For now, I’ll put a few excerpts from The Golden Key, found in volume 5 of Brooks’ works. As you’ll see, these “premises” have to do with the covenant of works and the covenant of grace (Note: I’ve edited it to keep it brief. You’ll have to read the full essay for Scripture references and further discussion).
“1) God hath commonly dealt with man in the way of a covenant; that being a way that is most suitable to man, and most honorable for man, and the most amicable and friendly way of dealing with man.”

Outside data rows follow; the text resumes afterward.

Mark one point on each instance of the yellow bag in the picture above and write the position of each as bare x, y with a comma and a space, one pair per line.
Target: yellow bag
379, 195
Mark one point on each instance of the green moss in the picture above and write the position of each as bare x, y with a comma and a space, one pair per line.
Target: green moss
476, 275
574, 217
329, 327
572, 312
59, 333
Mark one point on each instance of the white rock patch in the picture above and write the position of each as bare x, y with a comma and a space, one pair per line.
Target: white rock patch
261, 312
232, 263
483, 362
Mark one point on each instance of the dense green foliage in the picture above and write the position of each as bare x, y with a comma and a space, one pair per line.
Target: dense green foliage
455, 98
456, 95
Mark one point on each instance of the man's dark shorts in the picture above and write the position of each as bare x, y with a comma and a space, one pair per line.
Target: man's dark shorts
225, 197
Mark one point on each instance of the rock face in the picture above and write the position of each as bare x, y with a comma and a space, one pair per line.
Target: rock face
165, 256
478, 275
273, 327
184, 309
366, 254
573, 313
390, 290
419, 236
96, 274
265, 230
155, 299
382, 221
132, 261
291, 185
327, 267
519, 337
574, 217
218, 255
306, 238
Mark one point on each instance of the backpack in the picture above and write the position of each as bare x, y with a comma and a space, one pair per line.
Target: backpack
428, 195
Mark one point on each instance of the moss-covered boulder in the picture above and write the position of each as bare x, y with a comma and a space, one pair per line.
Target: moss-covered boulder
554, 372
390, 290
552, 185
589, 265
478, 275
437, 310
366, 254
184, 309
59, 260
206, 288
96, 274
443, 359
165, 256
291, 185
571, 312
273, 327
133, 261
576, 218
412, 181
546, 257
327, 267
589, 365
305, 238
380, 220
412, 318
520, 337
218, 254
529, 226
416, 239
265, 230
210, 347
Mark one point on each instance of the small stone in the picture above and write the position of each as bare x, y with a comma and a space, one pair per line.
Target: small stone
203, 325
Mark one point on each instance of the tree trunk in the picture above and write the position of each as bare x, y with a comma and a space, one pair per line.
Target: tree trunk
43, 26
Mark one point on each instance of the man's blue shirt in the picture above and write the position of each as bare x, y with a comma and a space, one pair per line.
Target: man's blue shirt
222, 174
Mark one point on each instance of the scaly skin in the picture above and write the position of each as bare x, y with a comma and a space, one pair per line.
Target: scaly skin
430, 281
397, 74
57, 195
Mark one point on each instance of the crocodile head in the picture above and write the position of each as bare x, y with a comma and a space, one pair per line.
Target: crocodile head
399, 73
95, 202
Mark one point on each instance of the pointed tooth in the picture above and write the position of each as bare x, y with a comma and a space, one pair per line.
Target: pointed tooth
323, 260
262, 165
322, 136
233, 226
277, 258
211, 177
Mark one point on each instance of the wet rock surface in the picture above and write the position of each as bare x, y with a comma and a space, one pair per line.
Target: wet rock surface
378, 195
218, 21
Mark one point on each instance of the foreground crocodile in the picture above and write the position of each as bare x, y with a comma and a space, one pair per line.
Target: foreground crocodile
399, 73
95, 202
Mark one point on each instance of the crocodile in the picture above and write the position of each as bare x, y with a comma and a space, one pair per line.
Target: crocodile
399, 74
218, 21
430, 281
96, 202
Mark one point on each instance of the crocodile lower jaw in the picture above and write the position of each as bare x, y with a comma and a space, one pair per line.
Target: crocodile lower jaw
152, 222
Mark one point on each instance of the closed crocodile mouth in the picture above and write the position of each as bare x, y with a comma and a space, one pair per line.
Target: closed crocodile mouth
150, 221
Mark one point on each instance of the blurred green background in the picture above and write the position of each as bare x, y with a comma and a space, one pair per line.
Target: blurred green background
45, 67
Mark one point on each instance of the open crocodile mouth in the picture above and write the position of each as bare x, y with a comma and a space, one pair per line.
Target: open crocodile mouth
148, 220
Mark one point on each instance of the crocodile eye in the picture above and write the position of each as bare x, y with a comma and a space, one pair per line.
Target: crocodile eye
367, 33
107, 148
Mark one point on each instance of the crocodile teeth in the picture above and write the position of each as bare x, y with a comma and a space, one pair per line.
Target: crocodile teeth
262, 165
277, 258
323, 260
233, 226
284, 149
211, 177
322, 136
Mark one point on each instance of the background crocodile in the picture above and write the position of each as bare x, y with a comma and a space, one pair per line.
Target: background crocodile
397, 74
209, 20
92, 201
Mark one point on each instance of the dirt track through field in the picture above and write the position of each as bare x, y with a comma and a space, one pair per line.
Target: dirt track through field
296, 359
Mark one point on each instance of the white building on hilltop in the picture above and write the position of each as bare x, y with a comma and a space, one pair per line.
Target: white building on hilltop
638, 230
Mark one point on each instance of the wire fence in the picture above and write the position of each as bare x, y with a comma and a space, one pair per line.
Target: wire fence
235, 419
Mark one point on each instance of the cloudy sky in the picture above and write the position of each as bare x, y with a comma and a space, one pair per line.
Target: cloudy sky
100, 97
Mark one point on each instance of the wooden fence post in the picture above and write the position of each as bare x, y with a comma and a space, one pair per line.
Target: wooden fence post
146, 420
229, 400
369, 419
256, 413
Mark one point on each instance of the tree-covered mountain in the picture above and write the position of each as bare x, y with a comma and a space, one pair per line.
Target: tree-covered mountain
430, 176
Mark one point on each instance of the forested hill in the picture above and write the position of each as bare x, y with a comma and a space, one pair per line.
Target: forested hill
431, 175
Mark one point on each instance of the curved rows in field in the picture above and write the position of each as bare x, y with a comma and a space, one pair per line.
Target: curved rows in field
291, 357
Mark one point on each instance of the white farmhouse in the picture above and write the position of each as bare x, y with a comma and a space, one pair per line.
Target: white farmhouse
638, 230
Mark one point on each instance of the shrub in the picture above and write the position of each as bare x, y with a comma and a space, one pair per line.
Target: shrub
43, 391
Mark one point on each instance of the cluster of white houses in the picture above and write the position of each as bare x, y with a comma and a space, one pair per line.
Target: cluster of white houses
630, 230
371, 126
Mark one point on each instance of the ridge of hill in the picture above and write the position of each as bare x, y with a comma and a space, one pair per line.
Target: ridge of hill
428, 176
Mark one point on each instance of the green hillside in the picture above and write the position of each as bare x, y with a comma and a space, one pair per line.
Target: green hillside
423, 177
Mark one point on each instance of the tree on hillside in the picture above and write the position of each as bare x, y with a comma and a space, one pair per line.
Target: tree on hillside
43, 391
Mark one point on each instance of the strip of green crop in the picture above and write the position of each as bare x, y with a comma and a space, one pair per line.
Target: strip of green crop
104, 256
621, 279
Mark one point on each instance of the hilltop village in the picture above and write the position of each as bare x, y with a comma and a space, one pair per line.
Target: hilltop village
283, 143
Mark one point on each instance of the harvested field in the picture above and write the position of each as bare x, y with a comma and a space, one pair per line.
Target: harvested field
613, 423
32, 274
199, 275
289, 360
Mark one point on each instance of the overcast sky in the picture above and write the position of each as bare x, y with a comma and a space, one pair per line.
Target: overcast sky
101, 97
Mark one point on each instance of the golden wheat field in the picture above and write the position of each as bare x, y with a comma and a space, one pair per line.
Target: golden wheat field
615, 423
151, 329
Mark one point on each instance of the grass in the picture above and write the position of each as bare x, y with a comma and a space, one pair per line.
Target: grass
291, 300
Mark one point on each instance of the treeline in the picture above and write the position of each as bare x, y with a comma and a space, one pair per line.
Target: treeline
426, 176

“2) All men are under some covenant or other; they are either under a covenant of works, or they are under a covenant of grace. All persons that live and die without an interest in Christ, they live and die under a covenant of works; such as live and die with an interest in Christ, they live and die under a covenant of grace.”
“3) The covenant of grace was so legally dispensed to the Jews that it seems to be nothing else but the repetition of the covenant of works; in respect of which legal dispensations of it, the same covenant, under the law, is called a covenant of works; under the gospel, in regard of the clearer manifestation of it, it is called a covenant of grace. But these were not two distinct covenants, but one and the same covenant diversely dispensed.”
“Let us cast our eyes upon the springs from whence the covenant of grace flows, and the we cannot but strongly conclude that the covenant of grace is a sure covenant. First, from the free grace and favor of God. The former covenant was not sure, because it was of works; but this covenant is sure, because it is of grace, and rests not on any sufficiency in us, but only on grace. Secondly, the covenant of grace springs from the immutable counsel of God. Thirdly, the covenant of grace springs form the purpose of God, resolving and intending everlasting good unto us. The gracious purpose of God is the fountain-head of all our spiritual blessings.”
“That free, that rich, that infinite, that sovereign, and that glorious grace of God that shines in the covenant of grace tells us that our eternal state shall never be judged by a covenant of works; and that the lack of an absolute perfection shall never damn a believing soul, and that the obedience that God requires at our hands is not a legal, but an evangelical obedience.”